I didn’t like this. I didn’t think I liked any of it. I’d expected something completely different here, and laying myself bare with nothing to say? I had nothing to say.
“I’m not interested. Me as a person is nothing I want to talk about. I haven’t had an interesting life, nor have I got some…what was it you said earlier? A fun back story?”
I really hated this. And I had nobody here to rescue me. No Peter to drag me away.
“Are you okay?” she asked softly, this Gina.
It was just her and me. And I didn’t know what was worse, that I was sweating and shaking or that she was just staring at me. No cameras. Well. I didn’t trust that part.
“Yeah,” I said. I wasn’t.
“There are people you can talk to, no need to even mention it. The on-set mental health team is here twenty-four seven. Just go see them. That is what they are here for.”
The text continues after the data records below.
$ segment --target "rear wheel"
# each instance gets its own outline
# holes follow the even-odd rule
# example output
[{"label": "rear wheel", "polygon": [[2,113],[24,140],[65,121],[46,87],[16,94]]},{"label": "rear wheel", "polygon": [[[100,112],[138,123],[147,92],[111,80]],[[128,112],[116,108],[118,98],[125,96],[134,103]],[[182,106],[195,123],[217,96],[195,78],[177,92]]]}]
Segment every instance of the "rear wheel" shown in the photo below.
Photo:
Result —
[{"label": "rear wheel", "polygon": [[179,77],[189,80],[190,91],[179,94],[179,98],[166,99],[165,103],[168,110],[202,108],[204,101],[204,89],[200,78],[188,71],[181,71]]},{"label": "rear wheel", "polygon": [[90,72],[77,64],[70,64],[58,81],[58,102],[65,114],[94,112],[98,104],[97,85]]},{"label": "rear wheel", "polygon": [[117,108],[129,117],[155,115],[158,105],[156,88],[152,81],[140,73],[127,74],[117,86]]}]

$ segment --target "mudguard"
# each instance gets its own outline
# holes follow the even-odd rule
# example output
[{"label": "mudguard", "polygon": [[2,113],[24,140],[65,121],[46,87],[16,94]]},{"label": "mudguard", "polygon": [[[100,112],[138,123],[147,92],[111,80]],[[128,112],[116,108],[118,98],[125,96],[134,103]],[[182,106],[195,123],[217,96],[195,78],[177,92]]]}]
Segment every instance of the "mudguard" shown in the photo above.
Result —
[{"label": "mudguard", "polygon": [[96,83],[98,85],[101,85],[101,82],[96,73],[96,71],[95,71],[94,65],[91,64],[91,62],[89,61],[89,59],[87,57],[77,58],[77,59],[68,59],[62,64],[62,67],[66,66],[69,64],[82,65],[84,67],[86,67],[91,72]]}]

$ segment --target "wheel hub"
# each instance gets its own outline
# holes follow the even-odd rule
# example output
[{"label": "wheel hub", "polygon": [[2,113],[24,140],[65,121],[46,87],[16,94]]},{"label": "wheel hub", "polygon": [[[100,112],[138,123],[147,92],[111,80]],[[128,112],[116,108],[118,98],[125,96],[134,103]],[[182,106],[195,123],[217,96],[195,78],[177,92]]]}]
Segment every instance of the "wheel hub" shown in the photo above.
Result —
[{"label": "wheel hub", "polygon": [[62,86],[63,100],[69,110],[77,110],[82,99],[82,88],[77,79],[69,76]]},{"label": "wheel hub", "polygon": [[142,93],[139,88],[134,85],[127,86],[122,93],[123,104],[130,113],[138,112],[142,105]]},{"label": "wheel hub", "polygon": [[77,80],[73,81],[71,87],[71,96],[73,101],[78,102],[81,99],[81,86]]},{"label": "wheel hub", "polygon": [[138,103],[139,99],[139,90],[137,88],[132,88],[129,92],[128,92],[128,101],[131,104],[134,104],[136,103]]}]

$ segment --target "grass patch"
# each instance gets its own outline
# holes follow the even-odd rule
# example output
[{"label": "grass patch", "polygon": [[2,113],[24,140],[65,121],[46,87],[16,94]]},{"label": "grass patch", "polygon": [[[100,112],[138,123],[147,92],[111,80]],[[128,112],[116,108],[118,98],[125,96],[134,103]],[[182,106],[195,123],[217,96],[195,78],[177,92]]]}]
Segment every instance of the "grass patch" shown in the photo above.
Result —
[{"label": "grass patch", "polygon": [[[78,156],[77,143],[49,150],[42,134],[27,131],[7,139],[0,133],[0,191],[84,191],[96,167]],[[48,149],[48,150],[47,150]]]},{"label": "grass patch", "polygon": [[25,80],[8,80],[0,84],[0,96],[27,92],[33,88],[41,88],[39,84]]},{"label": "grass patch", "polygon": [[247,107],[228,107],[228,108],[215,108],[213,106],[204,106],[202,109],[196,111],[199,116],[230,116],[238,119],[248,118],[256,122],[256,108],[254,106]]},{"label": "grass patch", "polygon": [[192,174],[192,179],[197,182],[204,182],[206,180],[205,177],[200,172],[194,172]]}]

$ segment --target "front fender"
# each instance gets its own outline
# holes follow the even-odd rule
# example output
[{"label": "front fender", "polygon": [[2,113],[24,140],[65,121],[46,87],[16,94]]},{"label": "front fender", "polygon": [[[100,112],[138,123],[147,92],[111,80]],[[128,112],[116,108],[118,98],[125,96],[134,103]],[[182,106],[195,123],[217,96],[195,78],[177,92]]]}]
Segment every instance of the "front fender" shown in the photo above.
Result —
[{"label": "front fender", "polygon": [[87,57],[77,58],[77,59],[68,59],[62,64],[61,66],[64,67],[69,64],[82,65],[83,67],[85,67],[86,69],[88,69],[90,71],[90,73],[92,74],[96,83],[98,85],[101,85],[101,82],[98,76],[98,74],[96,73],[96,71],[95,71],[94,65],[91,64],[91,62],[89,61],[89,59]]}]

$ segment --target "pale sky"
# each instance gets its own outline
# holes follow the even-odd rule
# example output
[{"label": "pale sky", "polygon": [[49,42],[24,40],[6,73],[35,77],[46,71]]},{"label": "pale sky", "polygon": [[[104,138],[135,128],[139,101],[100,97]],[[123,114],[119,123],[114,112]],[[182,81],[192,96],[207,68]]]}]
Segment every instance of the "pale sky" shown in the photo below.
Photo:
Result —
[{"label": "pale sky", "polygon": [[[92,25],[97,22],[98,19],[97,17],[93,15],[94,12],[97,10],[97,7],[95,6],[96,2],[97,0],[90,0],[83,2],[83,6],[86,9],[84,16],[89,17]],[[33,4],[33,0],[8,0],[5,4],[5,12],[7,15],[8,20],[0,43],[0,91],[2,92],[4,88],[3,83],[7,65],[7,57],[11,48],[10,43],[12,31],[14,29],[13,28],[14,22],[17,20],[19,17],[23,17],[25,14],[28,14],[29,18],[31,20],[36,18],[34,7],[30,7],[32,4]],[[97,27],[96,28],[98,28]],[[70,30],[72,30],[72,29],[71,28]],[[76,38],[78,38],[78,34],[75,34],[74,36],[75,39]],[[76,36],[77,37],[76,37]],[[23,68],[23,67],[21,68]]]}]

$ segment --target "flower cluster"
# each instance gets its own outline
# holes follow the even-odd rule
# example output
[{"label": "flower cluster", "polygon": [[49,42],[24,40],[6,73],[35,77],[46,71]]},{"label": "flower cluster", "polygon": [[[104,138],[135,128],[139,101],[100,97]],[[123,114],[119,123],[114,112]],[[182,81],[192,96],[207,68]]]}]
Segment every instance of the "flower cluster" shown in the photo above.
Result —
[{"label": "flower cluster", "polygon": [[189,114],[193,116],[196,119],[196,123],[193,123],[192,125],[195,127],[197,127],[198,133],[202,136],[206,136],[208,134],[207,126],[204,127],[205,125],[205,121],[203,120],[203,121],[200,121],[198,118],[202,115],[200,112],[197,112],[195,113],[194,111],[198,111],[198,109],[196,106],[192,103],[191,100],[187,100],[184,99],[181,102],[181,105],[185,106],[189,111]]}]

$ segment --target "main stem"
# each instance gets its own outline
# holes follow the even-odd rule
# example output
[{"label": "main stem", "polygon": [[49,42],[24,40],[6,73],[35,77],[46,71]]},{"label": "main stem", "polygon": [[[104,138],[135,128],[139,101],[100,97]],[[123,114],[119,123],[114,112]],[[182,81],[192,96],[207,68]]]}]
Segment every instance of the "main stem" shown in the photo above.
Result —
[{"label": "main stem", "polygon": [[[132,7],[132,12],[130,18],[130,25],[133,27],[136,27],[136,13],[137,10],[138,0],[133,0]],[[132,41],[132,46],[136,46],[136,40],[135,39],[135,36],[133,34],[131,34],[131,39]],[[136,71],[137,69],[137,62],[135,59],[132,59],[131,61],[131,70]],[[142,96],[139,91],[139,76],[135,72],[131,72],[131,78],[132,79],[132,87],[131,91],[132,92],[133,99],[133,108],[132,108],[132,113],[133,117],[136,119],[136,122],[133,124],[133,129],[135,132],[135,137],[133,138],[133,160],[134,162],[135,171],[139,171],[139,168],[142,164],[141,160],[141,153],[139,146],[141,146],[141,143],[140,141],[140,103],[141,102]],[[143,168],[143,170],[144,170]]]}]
“I’m fine,” I said sternly. I was. I could cope. I just… I was shivering, everywhere. I needed a cigarette. I needed a hit. I needed something that wasn’t this.
“Then what the fuck, Oliver?”
She said that in a voice that sounded far too calm.
I said nothing. And the sweat dripping from my forehead was embarrassing.
“I…” What was I supposed to say? Admit to all my shortcomings? “Peter’s a nice guy. No complaints. I just want to get all this over and done with and go home.”
“Not what we want to hear.” Gina sighed.
“It’s what I can offer,” I replied.
“I think you like him,” she said quietly. “I can tell.”